蘇我氏は他の豪族と結託して山背の上宮王家を急襲する。山背ら一族は法隆寺に立てこもって戦い、そこで敵方の大将の一人である土師(はじの)娑婆(さば)を戦死させている。
山背は一旦は生駒山に逃れ四天王寺に向かおうとするが、行く手を阻まれることになる。東国に逃れ再起を図りましょうという部下の進言があったが、「慈悲喜捨」の考えを説き、自ら進んで斑鳩(いかるが)に戻り、斑鳩寺で最期を迎えたと伝えられている。
「慈悲喜捨」というのは、自ら一人が犠牲になれば、巻き添えで死ぬ人はそれだけ減るという聖徳太子が説いた教えである。しかし、犠牲は彼一人では済まなかった。山背とその妻、そして八人の子供全員が犠牲となった。
宮家一家全員殺害事件が大化改新の二年前に起きたという捉え方ではなく、この衝撃的な事件が大化改新を呼び込んだと考えるのが自然である。宮家が違うとは言え、激震は中大兄と大海人(天武)の心を揺さぶり、彼らの怒りは頂点に達したと思われる。

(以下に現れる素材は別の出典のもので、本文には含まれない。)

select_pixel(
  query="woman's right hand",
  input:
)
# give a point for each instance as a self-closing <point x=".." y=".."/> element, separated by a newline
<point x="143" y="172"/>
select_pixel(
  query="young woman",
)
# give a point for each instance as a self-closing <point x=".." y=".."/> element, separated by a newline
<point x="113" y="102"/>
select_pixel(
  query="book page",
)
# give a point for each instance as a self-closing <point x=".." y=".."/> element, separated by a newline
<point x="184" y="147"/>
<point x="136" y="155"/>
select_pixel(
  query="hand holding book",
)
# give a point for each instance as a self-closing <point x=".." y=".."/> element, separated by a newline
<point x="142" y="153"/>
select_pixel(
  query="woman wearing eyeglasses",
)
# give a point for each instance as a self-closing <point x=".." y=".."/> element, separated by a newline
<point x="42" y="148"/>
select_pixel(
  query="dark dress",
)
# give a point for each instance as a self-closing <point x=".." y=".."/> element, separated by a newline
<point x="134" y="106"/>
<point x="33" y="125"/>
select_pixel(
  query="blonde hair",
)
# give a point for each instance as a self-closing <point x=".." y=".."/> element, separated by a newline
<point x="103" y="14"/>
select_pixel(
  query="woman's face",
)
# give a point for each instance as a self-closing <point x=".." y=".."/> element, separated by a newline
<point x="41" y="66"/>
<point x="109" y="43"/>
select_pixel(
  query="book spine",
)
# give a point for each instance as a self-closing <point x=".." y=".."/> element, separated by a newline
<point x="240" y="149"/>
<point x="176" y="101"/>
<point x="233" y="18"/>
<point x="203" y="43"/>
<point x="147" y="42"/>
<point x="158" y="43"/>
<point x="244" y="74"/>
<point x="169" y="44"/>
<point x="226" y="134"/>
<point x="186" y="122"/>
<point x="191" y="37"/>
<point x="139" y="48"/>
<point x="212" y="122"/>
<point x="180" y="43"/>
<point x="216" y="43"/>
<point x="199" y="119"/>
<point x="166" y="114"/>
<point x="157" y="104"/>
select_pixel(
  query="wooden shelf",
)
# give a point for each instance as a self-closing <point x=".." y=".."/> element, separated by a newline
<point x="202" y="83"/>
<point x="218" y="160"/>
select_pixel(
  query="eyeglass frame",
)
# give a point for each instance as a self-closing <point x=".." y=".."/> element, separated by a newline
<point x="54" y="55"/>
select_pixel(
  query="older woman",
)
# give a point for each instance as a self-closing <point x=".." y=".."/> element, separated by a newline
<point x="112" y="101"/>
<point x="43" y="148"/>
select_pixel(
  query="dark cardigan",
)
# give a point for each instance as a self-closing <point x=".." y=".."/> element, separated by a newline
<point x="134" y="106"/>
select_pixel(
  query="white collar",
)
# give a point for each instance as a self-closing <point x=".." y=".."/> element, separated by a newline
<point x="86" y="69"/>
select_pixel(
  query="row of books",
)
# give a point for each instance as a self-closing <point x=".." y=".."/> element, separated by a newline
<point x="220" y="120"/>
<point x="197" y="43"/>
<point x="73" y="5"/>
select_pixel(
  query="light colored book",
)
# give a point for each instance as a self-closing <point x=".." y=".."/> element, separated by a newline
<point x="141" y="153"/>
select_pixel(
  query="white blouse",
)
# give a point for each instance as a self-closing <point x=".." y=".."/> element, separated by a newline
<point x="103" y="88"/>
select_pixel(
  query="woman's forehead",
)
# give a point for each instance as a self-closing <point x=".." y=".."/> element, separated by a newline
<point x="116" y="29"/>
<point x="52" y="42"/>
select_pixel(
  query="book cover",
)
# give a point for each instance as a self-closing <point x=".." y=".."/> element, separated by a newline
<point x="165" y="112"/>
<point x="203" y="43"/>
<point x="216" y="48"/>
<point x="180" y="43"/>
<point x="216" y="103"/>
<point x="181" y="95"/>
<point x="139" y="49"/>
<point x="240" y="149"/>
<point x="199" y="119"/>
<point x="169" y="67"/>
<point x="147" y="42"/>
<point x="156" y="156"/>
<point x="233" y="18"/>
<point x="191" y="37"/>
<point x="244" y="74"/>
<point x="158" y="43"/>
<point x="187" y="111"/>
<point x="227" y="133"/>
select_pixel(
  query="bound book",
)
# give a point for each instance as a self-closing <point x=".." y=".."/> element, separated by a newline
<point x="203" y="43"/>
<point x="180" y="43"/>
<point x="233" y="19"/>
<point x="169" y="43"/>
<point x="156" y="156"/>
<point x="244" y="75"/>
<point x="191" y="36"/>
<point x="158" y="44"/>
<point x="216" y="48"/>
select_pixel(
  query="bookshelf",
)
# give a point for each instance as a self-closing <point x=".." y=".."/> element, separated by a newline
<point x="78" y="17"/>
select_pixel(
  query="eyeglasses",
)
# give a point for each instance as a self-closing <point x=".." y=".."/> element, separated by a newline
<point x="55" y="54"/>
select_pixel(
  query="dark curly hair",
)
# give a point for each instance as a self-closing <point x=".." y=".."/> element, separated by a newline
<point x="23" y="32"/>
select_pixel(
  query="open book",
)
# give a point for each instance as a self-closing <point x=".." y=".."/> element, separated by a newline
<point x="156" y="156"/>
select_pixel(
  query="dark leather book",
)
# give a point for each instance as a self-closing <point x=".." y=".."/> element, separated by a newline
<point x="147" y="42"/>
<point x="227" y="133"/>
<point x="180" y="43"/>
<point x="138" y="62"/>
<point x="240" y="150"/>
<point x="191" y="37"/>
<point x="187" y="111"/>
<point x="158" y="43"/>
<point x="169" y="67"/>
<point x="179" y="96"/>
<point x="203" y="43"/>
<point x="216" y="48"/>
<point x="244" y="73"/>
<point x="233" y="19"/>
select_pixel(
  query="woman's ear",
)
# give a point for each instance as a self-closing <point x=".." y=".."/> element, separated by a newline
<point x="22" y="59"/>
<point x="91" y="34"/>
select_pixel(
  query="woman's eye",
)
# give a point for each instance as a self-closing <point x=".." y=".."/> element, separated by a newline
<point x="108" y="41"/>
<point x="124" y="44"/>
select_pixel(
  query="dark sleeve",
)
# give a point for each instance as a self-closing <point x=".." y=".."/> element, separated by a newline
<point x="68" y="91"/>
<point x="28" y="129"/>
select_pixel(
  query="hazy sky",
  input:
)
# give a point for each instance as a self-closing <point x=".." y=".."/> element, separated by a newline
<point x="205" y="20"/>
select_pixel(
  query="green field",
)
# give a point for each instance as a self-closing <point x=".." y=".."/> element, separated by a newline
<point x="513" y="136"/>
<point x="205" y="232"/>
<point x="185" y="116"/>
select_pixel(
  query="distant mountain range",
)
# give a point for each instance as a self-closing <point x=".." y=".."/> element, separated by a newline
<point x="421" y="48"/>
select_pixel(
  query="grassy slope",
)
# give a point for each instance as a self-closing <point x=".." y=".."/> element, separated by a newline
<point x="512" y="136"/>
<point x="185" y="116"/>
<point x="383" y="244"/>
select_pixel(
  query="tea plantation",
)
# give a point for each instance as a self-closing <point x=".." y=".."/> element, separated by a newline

天皇の後継候補でもあった山背を葬り去ることにより、自動的に皇位継承者が決まり、権力も資産も蘇我氏に移行するような状況がつくられた。
もちろん、それを由々しきことと考える人たちもいた。過去には、蘇我氏によって崇峻天皇が殺害されている。二度目の謀殺である。そして、その度ごとに蘇我氏は財産を増やし権力を拡大させている。事態をそのまま許せば、下手をすると皇統そのものが奪われるかもしれないとの危機感が増す。
反蘇我の中心に中大兄が入り、中臣鎌足、蘇我石川麻呂らが協力する。入鹿を大極殿において誅戮(ちゅうりく)し、その翌日に蝦夷は自邸で自尽(じじん)する。蘇我氏が滅亡した翌日に皇極天皇の弟の軽皇子が三十六代孝徳天皇として即位し、中大兄が皇太子となる新政権が発足する。